Stevens credits Brams with turning him on to music, along with being his biggest fatherly figure. He remains close to him today, as Brams is now the director of Asthmatic Kitty, Stevens’ record company.
These songs focus on Stevens’ relationship with the pair, along with his struggle to deal with the loss of Carrie, who died in 2012 of stomach cancer.
“(‘Carrie & Lowell’ was) something that was necessary for me to do in the wake of my mother’s death — to pursue a sense of peace and serenity in spite of suffering,” Stevens says in an [interview with Pitchfork](http://pitchfork.com/features/interviews/9595-true-myth-a-conversation-with-sufjan-stevens/). “It’s not really trying to say anything new, or prove anything, or innovate. It feels artless, which is a good thing. This is not my art project; this is my life.”
He touches on drug abuse, suicide, religion and regret as he takes the listener into his own harrowing world filled with grief. From start to end, this album is genius.
Stevens kicks it off with the delicate string melody of “Death with Dignity.” In it, he lays out his true feelings about his mother and the situation he had been dealt through his signature gentle voice. “I don’t know where to begin,” he says. “I lost my strength completely.” He makes the sort of pain he is in clear and sets the scene for the type of tracks that will follow. A powerful keyboard transition leads us into, “I forgive you, mother / I can hear you and I long to be near you / But every road leads to an end.”
Although I’m crazy about the following track, “Should Have Known Better,” (and the whole album, in case you can’t yet tell), which is one of two singles, no song is quite as melancholy as “Fourth of July.” The goal of the song, it seems, is for Stevens to convey a hypothetical conversation with his dying mother, which changes speaker from stanza to stanza. The devastating back-and-forth is filled with terms of endearment like, “Did you get enough love, my little dove? / Why do you cry? / I’m sorry I left / But it was for the best,” in one stanza, alluding that his mother is speaking, followed by, “The hospital asked, ‘Should the body be cast?’ / Before I say goodbye / My star in the sky.” This poetic masterpiece is one to make me miss my own mother, and I saw her yesterday.
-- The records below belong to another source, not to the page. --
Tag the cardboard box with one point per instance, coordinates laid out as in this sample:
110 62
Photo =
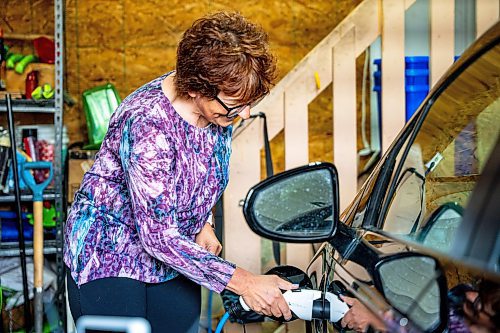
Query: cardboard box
16 83
80 161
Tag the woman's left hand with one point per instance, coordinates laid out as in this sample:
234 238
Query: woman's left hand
206 239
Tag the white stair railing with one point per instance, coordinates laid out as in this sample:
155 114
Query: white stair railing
333 59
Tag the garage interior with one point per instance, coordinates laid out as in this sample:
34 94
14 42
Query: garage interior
326 106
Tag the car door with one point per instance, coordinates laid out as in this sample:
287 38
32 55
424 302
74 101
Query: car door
442 160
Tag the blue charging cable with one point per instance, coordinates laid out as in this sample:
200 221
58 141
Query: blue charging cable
222 322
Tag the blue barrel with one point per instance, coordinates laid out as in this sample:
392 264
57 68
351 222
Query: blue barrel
416 82
8 221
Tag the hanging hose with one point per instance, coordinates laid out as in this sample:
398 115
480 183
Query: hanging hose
222 322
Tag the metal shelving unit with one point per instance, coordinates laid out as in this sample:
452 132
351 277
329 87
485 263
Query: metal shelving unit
25 106
55 193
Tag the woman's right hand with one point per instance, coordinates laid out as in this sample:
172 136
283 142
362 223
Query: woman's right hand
262 293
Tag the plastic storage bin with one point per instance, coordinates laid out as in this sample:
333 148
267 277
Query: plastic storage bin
8 222
99 103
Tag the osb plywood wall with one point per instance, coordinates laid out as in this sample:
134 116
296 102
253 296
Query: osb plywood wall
128 43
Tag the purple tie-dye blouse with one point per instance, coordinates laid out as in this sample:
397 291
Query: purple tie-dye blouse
149 192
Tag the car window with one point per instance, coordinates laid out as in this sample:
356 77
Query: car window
440 167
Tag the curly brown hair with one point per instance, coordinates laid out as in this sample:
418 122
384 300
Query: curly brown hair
224 52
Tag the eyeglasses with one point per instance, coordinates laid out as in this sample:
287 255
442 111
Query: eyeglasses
236 110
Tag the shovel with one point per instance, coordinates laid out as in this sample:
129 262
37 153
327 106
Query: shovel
37 190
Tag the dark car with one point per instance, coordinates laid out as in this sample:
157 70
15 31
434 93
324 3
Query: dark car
426 219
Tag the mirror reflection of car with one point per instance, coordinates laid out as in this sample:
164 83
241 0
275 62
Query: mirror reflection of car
419 300
435 191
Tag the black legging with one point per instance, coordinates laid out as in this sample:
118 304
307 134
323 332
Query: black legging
172 306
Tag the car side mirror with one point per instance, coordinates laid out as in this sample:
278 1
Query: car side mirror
439 231
415 285
298 205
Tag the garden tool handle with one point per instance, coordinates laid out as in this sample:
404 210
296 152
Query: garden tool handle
38 243
37 189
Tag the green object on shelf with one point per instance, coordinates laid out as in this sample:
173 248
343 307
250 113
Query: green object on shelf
12 59
99 103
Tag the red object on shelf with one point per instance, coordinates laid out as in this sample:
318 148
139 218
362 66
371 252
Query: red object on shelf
45 49
31 83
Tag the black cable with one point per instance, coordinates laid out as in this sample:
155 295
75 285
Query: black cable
20 227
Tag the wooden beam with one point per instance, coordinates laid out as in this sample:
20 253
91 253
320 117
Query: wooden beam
442 48
393 73
344 117
487 12
297 153
242 246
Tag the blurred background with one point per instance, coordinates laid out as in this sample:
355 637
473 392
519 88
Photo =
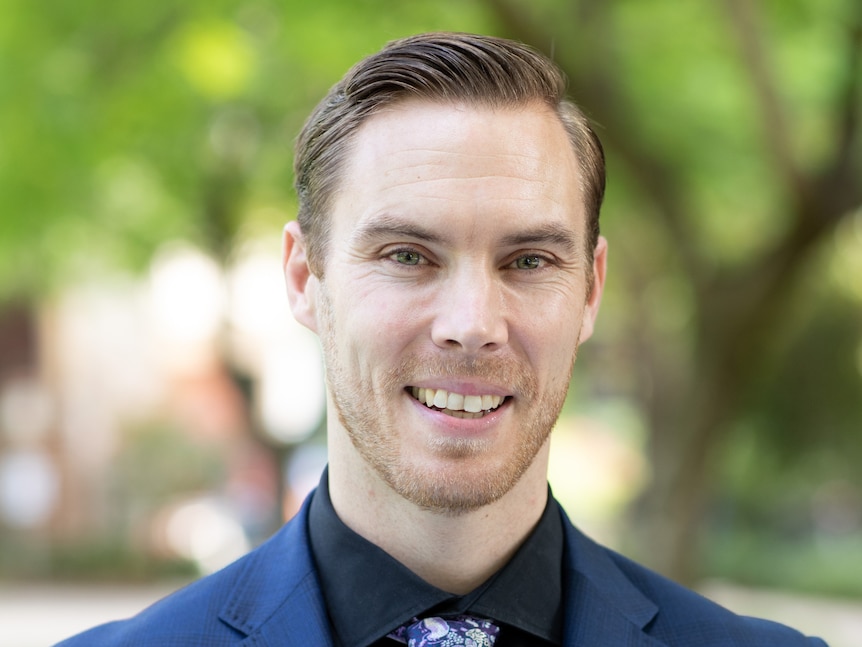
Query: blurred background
160 412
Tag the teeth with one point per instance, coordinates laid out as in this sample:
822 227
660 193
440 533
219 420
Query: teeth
456 402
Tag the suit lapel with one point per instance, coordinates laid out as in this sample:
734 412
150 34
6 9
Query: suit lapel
602 606
277 599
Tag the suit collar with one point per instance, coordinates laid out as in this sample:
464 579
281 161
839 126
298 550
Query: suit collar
276 599
603 607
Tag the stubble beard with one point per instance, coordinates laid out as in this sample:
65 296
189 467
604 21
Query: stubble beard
472 476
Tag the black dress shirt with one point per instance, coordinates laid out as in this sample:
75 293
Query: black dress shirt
369 594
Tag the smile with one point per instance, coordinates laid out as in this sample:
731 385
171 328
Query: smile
456 404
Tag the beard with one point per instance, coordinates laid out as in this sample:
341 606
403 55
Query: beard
464 474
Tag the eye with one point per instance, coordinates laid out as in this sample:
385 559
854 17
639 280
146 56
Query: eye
528 262
407 257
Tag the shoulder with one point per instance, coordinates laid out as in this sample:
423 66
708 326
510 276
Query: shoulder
687 618
220 609
665 611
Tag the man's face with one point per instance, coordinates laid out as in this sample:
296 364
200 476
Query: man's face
454 297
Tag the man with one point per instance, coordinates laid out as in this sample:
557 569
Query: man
447 254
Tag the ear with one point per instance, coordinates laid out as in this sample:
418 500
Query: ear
302 284
594 299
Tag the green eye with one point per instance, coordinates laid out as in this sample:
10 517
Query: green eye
528 262
407 257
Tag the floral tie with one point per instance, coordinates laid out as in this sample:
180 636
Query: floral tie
460 631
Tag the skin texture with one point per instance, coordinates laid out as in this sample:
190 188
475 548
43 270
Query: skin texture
457 261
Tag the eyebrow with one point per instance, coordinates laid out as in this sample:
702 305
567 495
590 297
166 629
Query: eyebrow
388 226
548 234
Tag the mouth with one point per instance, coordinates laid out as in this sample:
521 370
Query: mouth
456 405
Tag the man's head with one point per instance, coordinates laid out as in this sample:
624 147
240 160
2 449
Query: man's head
466 69
448 256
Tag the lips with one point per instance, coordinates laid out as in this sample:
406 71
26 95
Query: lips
456 404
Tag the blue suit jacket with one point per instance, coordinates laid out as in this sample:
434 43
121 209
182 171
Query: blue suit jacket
272 597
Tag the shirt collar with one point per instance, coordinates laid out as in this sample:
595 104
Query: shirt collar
368 593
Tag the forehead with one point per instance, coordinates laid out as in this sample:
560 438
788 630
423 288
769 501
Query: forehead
480 163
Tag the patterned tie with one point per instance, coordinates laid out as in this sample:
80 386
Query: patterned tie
460 631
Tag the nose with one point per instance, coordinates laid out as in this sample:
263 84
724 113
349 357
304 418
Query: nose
470 313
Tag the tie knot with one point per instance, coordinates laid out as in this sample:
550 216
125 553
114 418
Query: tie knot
463 631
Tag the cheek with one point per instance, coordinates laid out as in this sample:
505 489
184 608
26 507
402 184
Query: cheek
379 325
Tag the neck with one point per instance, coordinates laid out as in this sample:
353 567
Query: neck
454 552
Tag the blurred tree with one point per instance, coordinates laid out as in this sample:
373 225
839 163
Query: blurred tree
735 129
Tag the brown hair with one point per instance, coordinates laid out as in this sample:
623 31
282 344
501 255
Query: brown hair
445 67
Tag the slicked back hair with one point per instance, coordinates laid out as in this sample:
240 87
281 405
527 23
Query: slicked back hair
467 69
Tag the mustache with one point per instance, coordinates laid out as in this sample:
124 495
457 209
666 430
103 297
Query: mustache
496 370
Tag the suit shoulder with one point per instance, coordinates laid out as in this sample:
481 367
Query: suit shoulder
687 618
189 616
220 609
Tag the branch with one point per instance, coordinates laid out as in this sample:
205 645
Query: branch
744 23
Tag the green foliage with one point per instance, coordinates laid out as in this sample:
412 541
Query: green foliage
126 125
“No Shade in the Shadow of the Cross” is, in my opinion, the greatest song on the record — one that could very well blow 2004’s “Chicago” out of the water. The release of this track as a single is perfect. It’s a big reason why I was so intrigued by the album and its story when my friends insisted I listen to it last month. This is a difficult piece to interpret and then form into words, because it is so intense and consequential. In it, Stevens talks about his drug abuse following the death of his mother, as he says, “I search for the capsule I lost” and that he’s “chasing the dragon.”
When I first got my hands on the single, Stevens caught me off-guard by saying, “Fuck me, I’m falling apart” towards the end. I didn’t think the line, or at least the way it was delivered, was fitting to the song. However, after way too many listens, I now see its importance, and I strongly feel it’s the most important part of the whole song and maybe the whole album. It is when Stevens is realizing and accepting that he is killing himself through his drug abuse and the way he is dealing with his demons, and the wording is nothing short of perfect.
Stevens told Pitchfork, “In lieu of (Carrie’s) death, I felt a desire to be with her, so I felt like abusing drugs and alcohol and fucking around a lot and becoming reckless and hazardous was my way of being intimate with her.”
This painful album is truly more than just a collection of songs. It’s a message told through the suffering of one of the most brilliant artists of our generation.